With the brevity of a media digest, but the depth of an intelligence assessment, Daily Assessment goes beyond the news to outline the implications.
WEST AFRICA. Destined for war?
Niger’s neighbours debate the risks of intervention.
A delegation from the Economic Community of West African States arrived in Niamey on Wednesday as regional defence ministers met in Abuja to discuss Niger's coup. The US ordered the partial evacuation of its embassy in Niger.

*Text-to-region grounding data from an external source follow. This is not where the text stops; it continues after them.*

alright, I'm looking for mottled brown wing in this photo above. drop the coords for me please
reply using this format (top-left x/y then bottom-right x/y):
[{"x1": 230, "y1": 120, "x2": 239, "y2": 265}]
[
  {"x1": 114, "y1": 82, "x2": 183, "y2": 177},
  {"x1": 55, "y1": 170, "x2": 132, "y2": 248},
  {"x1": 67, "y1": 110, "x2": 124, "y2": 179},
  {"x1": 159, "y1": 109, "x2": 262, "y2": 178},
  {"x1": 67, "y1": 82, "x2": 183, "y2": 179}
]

INTELLIGENCE. ECOWAS has a tradition of intervening when a member experiences unrest. But since 2021, when coups succeeded in Mali and Guinea, the bloc has been reluctant to send in troops, partially due to the presence of foreign actors like Russia’s Wagner. Those dynamics are again at play in Niger, where the putsch has quickly gained backing from fellow autocrats. As in the Congo Wars of the 1990s, a civil war in Niger could drag in multiple parties.
FOR BUSINESS. Algeria and Italy have been the latest powers to warn against intervention, a possible volley at Paris, with whom both have long differed on African policy. France denies it will intervene, but speculation has risen of a US move, following an unnamed official telling media that Washington was working “to turn this around” and reports that US troops have no plans to leave. That said, a costly war in West Africa would be the last thing Biden needs.
ETHIOPIA. Early warnings.
Risks emerge for another country south of the Sahara.
Militia fighters and government troops clashed in Ethiopia's Amhara region on Wednesday, with the country's deputy prime minister making a rare admission of concern. The militia had been previously allied to the government.
INTELLIGENCE. At the eastern end of the African Sahel’s ‘coup belt’, violence in Ethiopia is a worry not just for Addis Ababa, but the entire region. Ethiopia hosts the African Union and the continent’s second-largest population. The split with a once-allied militia has shades of what is happening in neighbouring Sudan, but Fano – the part-time Amhara army – does not have the same wealth, weapons or foreign backing of Khartoum’s rival Rapid Support Forces.
FOR BUSINESS. Ethiopia is less a unitary state than a confederation of warlords. A dynamic not unique in Africa, it illustrates the risks of sudden conflict should the ingredients of inclement weather, high food prices or foreign meddling be thrown into the mix. Ethiopia ended a civil war in its Tigray region in November, but low-level insurgencies remain across the country, which continue to drive migrants to Europe and attract adventurers from elsewhere.